I think another reason whites don’t like to talk about race is that it makes us angry and frustrated. This frustration stems from the fact that many blacks, at the same time, beg for rescue from the ghetto and blame whites for their being in the ghetto. Many blacks seem to spend a lot of time looking inward and glorifying their own culture or abilities, and they seem to spend plenty of time looking outward at white racism, but at the same time, they tend to ignore two things: what they are doing wrong, and what whites are doing right. I believe one fundamental difference in white and black American cultures is that while white Americans view their individual identity as superseding their identity as whites on every level, every time, while blacks tend to view their blackness as superseding their individual, or being so fundamental a part of it that it theoretically supersedes their individual. To give it a formula, my description of myself is a person who is an American of Caucasian descent. A black individual might describe themselves as a black person from, or even simply in, America. Being black is much more important to a black than being white is to a white, in other words, as far as blacks and whites see themselves. (I suspect this plays into the hesitancy by many mixed-race people like Obama to call themselves mixed race: the black parent and culture stresses blackness as a virtue and something of importance, the white parent and culture doesn’t really care, partially because they might be called racist if they did, and this hesitancy on the part of most mixed-race people leads me to admire other people like Tiger Woods, who, risking the ire of the black community, acknowledges and embraces his Asian and white blood and doesn’t call himself black.)
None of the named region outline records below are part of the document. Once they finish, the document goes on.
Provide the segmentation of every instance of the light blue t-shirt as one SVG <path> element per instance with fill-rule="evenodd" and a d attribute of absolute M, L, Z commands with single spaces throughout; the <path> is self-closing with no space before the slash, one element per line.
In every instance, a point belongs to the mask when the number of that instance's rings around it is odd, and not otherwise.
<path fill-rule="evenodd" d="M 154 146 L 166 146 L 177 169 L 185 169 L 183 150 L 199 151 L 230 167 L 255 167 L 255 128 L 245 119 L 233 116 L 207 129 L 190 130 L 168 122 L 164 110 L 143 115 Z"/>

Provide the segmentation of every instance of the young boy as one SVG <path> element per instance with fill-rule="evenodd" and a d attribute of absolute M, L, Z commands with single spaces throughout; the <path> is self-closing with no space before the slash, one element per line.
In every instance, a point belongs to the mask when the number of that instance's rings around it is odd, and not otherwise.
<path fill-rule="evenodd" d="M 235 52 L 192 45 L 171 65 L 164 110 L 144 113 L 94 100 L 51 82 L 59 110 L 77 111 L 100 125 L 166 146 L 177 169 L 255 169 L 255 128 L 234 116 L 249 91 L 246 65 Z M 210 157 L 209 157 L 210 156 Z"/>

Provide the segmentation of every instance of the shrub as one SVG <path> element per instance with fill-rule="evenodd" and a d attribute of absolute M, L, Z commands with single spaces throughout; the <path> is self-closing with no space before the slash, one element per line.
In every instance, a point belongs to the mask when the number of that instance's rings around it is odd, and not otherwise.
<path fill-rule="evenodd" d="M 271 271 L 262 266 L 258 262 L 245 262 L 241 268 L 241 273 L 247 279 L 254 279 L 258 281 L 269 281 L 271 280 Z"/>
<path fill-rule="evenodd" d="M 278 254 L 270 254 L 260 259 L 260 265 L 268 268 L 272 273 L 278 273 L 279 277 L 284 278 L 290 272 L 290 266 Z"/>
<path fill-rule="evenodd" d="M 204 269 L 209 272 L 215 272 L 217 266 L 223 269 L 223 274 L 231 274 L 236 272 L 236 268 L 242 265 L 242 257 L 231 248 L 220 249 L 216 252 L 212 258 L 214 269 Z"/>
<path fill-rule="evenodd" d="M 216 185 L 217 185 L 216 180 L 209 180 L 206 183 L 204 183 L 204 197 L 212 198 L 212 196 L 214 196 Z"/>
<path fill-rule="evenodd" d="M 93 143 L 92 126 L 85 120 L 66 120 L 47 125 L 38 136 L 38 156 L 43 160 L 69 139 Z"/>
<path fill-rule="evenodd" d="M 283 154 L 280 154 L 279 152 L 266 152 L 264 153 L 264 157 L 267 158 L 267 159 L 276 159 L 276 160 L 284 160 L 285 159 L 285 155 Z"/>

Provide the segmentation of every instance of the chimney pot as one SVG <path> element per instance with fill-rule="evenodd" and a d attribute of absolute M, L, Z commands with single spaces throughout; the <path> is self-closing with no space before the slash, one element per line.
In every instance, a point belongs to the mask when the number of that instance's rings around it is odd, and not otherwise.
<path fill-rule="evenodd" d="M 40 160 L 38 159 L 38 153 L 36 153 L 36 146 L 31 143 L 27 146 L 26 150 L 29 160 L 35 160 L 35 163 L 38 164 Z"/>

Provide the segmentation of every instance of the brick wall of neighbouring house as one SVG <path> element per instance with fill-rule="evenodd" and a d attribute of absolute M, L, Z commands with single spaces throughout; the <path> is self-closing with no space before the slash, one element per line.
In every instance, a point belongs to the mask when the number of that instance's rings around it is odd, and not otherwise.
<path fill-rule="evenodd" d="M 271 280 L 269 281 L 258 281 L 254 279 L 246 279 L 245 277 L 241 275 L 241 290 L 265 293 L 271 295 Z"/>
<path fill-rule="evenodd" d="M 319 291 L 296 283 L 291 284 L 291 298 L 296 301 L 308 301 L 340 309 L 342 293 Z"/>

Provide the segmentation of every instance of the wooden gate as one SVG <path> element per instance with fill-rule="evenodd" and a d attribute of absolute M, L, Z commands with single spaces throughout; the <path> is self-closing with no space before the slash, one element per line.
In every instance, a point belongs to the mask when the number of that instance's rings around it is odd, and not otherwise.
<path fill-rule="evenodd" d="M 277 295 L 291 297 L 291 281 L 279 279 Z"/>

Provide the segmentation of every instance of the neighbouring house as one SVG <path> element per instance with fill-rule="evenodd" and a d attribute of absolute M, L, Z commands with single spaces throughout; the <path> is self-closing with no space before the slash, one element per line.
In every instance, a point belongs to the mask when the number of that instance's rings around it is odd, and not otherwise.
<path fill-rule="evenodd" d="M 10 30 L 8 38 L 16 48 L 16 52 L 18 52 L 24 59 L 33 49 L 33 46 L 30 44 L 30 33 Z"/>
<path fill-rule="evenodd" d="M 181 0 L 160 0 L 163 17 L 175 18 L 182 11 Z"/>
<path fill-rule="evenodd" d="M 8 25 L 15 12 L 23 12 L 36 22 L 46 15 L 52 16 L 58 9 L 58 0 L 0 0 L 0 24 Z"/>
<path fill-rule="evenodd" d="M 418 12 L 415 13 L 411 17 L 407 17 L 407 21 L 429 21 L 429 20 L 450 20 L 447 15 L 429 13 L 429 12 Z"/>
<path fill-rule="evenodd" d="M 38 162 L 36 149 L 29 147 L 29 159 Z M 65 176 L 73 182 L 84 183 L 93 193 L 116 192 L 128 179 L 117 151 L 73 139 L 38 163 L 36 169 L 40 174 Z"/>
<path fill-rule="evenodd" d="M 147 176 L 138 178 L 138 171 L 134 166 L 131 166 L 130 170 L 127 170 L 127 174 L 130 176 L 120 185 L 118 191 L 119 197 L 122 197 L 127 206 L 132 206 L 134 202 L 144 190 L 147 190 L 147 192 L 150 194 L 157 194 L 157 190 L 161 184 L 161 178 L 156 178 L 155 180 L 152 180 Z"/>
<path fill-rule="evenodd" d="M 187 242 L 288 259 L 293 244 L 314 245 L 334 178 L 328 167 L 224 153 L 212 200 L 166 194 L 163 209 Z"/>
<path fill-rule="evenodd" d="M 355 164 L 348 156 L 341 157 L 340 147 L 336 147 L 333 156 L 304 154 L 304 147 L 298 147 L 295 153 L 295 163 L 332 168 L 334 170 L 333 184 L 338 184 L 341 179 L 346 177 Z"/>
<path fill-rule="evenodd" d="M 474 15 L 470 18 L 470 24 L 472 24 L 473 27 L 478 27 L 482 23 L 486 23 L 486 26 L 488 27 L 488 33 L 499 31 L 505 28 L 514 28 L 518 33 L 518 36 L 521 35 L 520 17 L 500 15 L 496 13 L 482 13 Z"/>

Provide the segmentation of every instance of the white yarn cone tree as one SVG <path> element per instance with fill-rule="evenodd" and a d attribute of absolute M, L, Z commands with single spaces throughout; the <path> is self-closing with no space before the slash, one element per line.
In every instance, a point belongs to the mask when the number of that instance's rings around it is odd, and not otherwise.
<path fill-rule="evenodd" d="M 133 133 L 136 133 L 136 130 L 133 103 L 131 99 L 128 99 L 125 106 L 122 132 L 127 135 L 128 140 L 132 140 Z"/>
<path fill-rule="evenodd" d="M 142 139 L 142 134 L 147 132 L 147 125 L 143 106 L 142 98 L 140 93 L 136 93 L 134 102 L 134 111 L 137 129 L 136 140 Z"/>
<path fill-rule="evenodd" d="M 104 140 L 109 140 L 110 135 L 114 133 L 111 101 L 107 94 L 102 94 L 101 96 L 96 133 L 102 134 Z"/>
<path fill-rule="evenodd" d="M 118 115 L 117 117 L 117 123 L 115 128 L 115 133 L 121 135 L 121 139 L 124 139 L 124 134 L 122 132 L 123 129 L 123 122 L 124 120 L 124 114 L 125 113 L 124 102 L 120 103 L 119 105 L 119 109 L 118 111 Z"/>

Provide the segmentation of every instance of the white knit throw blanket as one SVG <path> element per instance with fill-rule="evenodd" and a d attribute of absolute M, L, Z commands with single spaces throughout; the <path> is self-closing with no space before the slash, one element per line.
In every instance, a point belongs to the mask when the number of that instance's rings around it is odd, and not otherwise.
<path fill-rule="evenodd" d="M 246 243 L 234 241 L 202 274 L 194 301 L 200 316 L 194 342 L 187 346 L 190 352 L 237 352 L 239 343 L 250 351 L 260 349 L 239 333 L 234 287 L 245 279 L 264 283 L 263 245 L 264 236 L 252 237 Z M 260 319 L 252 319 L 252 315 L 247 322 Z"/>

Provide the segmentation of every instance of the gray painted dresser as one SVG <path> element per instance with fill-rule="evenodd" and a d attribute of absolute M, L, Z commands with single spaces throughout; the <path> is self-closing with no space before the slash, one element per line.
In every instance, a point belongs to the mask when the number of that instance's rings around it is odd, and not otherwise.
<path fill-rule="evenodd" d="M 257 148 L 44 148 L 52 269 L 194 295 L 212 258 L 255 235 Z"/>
Whites are frustrated by this black obsession with blackness because it encompasses a deadly group think mentality: you’re one of us. Whites, as I implied before, tend to be individualistic by culture here in the U.S., and look on with great scorn when Jeremiah Wright and Michelle Obama bemoan the evils of “middle-class-ness” encouraging blacks to stay in the ‘hood, because if you don’t, you’re betraying your community and your race. We see the same thing when blacks excel in school, and are often ridiculed by other blacks for “acting white”. You can blame white racism all you want, but it is the culture of conformity-to-poverty (and the out-of-wedlock births, abortions and drug use that come with it) that truly damages blacks more than anything.

In my opinion, if blacks truly seek to integrate into American society and get to the top of Dr. King’s proverbial mountain, they must shed their confusing of authentic African-American culture with poverty, and if they are to succeed, they must do it themselves by integrating and assimilating into white-Asian-Hispanic culture. If that is not done, then they will continue to be that 10% of America that nobody wants to talk about.